Installation on cluster

All questions about installation
Forum rules
Please read the forum usage recommendations before posting.
Post Reply
Puneeth
Posts: 8
Joined: Thu Oct 18, 2018 8:37 am

Installation on cluster

Post by Puneeth » Tue Sep 15, 2020 5:29 pm

Hello,

While testing a fresh installation of Code-Saturne v5.1.6 on a cluster, I'm facing a Compile or link error shown in slurm-275114.out.
The error doesn't provide much info on what is going wrong or where.
I kindly request you to assist me in debugging this error.
Also, please find the compile.log attached herewith.

Thanks and Regards,
Puneeth
Attachments
compile.log
(29.25 KiB) Downloaded 1 time
slurm-275114.txt
(1.96 KiB) Downloaded 1 time

Yvan Fournier
Posts: 3049
Joined: Mon Feb 20, 2012 3:25 pm

Re: Installation on cluster

Post by Yvan Fournier » Tue Sep 15, 2020 6:11 pm

Hello,

Thé compile log indicates the link with libxml2 fails. It is possibly due to not having the libxml2 dev package on the computer nodes (i.e. libxml2.so.x present but not the libxml2.so link).

Do you use "code_saturne submit" or the GUi, or submit a runcase directly (not recommend ed for the above reason) ?

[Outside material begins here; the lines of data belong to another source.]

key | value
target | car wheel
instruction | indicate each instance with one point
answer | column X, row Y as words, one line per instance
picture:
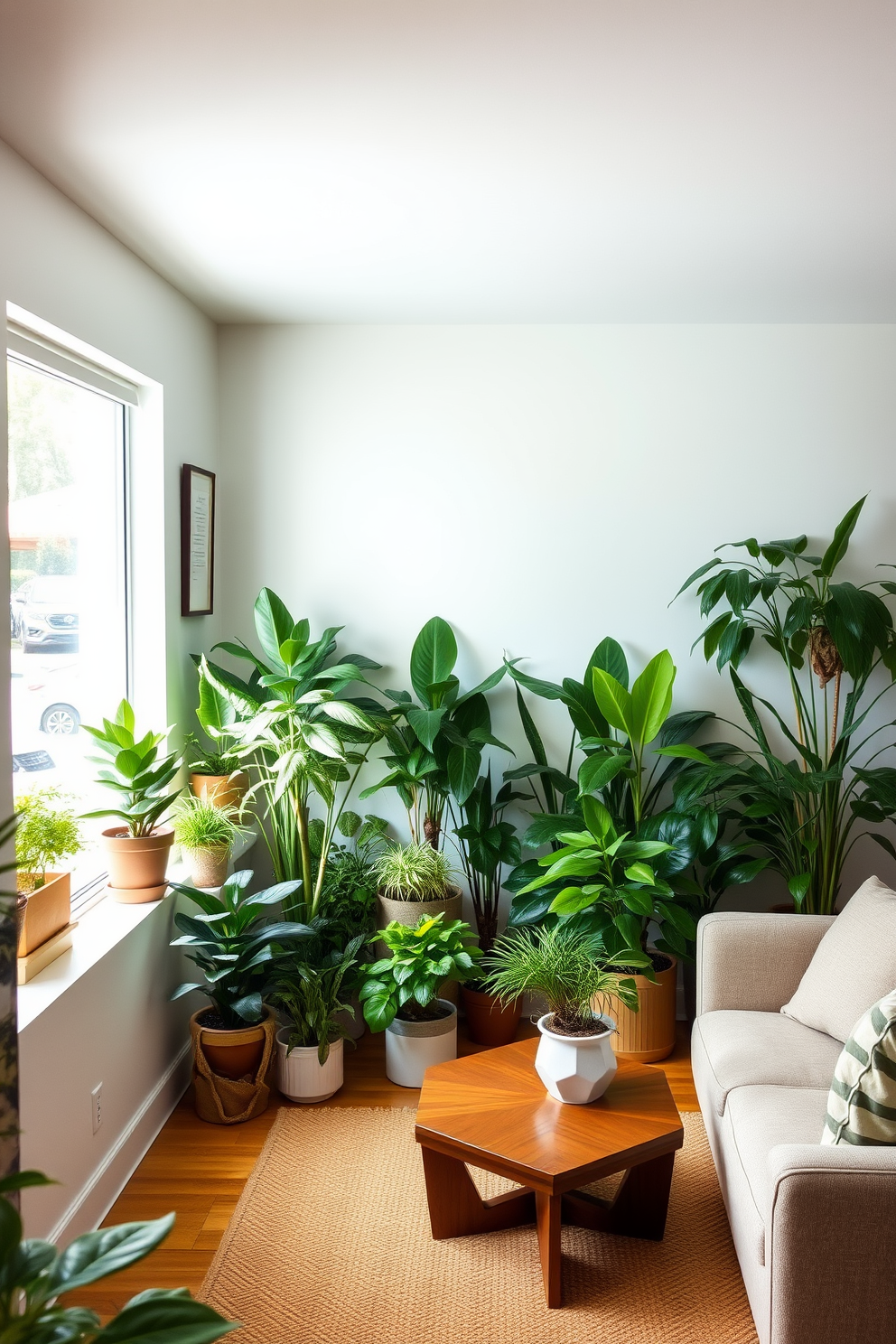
column 60, row 721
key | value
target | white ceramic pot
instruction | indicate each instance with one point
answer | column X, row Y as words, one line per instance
column 575, row 1069
column 300, row 1074
column 413, row 1046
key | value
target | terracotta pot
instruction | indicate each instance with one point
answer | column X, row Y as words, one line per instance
column 650, row 1032
column 225, row 790
column 44, row 913
column 137, row 866
column 408, row 913
column 487, row 1022
column 207, row 867
column 233, row 1054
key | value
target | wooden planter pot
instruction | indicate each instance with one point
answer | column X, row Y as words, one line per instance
column 650, row 1032
column 408, row 913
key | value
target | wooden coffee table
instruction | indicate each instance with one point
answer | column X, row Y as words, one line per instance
column 492, row 1112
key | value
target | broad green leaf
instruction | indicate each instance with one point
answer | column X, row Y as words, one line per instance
column 652, row 698
column 433, row 656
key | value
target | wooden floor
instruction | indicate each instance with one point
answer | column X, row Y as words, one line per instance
column 199, row 1171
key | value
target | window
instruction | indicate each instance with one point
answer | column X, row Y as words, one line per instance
column 69, row 573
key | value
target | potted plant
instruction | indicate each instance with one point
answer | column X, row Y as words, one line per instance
column 231, row 944
column 309, row 1047
column 206, row 832
column 575, row 1059
column 415, row 882
column 33, row 1274
column 138, row 847
column 400, row 994
column 487, row 842
column 47, row 834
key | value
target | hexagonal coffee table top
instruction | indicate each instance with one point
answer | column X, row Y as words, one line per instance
column 492, row 1110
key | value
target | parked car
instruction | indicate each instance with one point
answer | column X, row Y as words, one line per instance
column 44, row 611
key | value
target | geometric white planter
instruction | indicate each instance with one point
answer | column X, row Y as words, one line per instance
column 413, row 1046
column 575, row 1069
column 300, row 1074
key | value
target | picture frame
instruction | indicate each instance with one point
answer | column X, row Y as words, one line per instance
column 196, row 540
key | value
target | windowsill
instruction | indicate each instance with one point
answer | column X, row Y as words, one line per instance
column 102, row 928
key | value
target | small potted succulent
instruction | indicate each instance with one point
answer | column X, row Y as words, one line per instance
column 312, row 997
column 138, row 847
column 206, row 834
column 231, row 944
column 575, row 1058
column 400, row 994
column 47, row 832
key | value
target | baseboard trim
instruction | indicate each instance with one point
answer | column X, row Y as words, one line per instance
column 99, row 1192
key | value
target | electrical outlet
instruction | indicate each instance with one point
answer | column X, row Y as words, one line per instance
column 96, row 1097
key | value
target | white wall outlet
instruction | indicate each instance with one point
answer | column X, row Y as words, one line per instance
column 96, row 1097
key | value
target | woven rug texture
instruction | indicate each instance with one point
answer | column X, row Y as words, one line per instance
column 331, row 1245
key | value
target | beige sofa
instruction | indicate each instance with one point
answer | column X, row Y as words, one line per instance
column 815, row 1226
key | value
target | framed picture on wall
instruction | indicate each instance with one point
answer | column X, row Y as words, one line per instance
column 196, row 540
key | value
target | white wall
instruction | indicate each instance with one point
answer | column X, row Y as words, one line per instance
column 540, row 487
column 115, row 1027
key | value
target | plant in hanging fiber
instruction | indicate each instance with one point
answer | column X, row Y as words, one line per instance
column 838, row 652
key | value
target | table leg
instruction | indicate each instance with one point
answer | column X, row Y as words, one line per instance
column 457, row 1207
column 548, row 1209
column 639, row 1209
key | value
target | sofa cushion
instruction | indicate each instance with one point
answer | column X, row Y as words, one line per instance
column 862, row 1107
column 854, row 966
column 757, row 1120
column 754, row 1049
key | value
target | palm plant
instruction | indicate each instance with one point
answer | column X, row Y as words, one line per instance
column 435, row 754
column 301, row 734
column 802, row 812
column 565, row 966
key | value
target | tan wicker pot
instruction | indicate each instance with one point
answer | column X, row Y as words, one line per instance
column 225, row 790
column 46, row 910
column 137, row 866
column 207, row 867
column 650, row 1032
column 408, row 913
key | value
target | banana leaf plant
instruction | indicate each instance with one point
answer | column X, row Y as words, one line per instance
column 33, row 1274
column 435, row 743
column 804, row 811
column 487, row 842
column 637, row 761
column 301, row 734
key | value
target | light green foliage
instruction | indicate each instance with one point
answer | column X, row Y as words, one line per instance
column 837, row 649
column 406, row 984
column 565, row 966
column 435, row 746
column 203, row 826
column 47, row 832
column 313, row 994
column 301, row 734
column 33, row 1274
column 233, row 942
column 414, row 873
column 135, row 771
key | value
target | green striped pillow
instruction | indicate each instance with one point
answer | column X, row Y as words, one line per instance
column 862, row 1106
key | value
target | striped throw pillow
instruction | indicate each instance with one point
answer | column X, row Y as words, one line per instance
column 862, row 1106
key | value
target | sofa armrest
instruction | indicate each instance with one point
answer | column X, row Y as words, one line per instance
column 829, row 1244
column 754, row 961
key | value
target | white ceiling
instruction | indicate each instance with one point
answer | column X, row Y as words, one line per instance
column 476, row 160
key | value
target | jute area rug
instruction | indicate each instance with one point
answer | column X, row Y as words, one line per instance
column 331, row 1245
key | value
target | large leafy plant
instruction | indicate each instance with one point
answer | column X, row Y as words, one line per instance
column 835, row 640
column 435, row 745
column 231, row 941
column 303, row 735
column 135, row 771
column 406, row 984
column 33, row 1274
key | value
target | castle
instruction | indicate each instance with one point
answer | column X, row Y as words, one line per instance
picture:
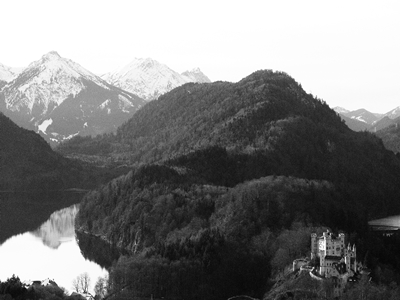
column 335, row 260
column 334, row 257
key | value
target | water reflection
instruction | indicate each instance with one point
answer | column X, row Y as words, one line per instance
column 60, row 227
column 51, row 251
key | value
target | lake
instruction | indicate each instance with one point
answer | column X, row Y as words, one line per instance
column 388, row 223
column 37, row 249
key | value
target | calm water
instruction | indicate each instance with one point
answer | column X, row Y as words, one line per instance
column 49, row 251
column 392, row 221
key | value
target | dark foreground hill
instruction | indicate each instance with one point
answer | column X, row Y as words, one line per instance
column 233, row 178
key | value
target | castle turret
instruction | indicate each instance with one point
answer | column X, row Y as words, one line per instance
column 314, row 246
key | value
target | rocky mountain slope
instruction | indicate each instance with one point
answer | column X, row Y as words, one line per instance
column 58, row 98
column 149, row 79
column 7, row 73
column 28, row 162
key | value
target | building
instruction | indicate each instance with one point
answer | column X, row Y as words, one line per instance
column 336, row 261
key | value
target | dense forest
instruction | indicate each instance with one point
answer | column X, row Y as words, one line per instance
column 227, row 183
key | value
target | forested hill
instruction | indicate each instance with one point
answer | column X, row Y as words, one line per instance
column 244, row 173
column 238, row 116
column 28, row 162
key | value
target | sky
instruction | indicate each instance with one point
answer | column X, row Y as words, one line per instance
column 346, row 53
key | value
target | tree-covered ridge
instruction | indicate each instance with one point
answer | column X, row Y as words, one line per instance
column 213, row 241
column 196, row 116
column 244, row 173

You also have compile warnings you should check.

Best regards,

Yvan

Puneeth
Posts: 8
Joined: Thu Oct 18, 2018 8:37 am

Re: Installation on cluster

Post by Puneeth » Wed Sep 16, 2020 9:06 am

Hi,

Thanks for the reply.

I will confirm with the Cluster admins whether Code_saturne was installed with the libxml2 option enabled. And also for the dev package of libxml2 to be installed.

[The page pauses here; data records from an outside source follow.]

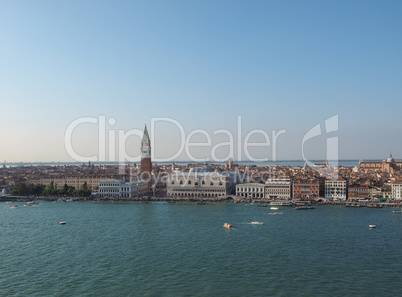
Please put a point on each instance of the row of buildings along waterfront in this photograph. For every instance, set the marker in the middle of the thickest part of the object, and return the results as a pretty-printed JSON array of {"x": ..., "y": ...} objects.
[{"x": 368, "y": 180}]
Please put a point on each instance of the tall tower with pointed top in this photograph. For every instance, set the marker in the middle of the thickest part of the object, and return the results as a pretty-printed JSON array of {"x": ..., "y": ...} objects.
[{"x": 146, "y": 164}]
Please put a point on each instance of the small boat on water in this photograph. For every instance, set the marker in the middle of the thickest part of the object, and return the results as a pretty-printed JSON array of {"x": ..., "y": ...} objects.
[
  {"x": 374, "y": 206},
  {"x": 226, "y": 225},
  {"x": 304, "y": 207},
  {"x": 32, "y": 202}
]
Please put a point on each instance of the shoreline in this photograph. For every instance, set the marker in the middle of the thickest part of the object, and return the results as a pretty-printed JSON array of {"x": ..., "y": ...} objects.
[{"x": 262, "y": 203}]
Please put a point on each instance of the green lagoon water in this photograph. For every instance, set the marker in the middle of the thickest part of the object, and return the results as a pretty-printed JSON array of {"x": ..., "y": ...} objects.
[{"x": 160, "y": 249}]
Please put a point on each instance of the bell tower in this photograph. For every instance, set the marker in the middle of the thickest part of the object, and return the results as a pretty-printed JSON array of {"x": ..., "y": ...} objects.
[{"x": 146, "y": 164}]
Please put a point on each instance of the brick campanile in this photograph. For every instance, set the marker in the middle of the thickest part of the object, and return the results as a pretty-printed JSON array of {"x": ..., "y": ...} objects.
[{"x": 146, "y": 164}]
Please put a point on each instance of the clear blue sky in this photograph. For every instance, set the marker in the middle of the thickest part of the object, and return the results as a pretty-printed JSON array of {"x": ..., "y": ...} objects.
[{"x": 278, "y": 64}]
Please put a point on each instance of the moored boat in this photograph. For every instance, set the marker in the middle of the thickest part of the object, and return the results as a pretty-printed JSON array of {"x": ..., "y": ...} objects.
[
  {"x": 304, "y": 207},
  {"x": 226, "y": 225}
]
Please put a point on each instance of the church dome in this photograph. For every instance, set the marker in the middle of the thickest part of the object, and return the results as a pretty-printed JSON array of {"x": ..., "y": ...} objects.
[{"x": 390, "y": 159}]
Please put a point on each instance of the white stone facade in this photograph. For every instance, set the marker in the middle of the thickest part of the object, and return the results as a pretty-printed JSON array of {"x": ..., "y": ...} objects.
[
  {"x": 397, "y": 191},
  {"x": 122, "y": 189},
  {"x": 198, "y": 184},
  {"x": 250, "y": 191},
  {"x": 336, "y": 189},
  {"x": 278, "y": 189}
]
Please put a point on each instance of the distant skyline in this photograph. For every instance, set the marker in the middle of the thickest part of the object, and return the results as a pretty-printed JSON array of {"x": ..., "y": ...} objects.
[{"x": 279, "y": 65}]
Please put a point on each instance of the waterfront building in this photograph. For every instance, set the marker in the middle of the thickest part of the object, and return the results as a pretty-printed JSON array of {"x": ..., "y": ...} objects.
[
  {"x": 336, "y": 189},
  {"x": 122, "y": 189},
  {"x": 250, "y": 191},
  {"x": 305, "y": 189},
  {"x": 200, "y": 183},
  {"x": 72, "y": 181},
  {"x": 146, "y": 163},
  {"x": 276, "y": 188},
  {"x": 388, "y": 165},
  {"x": 397, "y": 190},
  {"x": 359, "y": 193}
]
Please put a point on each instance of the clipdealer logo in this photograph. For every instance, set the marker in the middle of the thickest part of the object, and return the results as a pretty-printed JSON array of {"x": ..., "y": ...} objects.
[{"x": 109, "y": 139}]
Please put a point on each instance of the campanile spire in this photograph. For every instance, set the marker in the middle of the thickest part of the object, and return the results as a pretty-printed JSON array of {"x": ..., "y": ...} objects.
[{"x": 146, "y": 163}]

The simulation is run using a batch file.

Best regards,

Puneeth
Last edited by Puneeth on Wed Sep 16, 2020 3:28 pm, edited 1 time in total.

Puneeth
Posts: 8
Joined: Thu Oct 18, 2018 8:37 am

Re: Installation on cluster

Post by Puneeth » Wed Sep 16, 2020 2:17 pm

Hello,

There has been an update in the situation.

The admin has recompiled Code-saturne v5.1.6 considering your recommendations about libxml2.
However, the simulations still fail due to another error:
"/gpfslocalsup/pub/code-saturne/5.1.6/libexec/code_saturne/cs_preprocess: error while loading shared libraries: libimf.so: cannot open shared object file: No such file or directory"
Please find the slurm-xxxx.out file attached, which specifies this error.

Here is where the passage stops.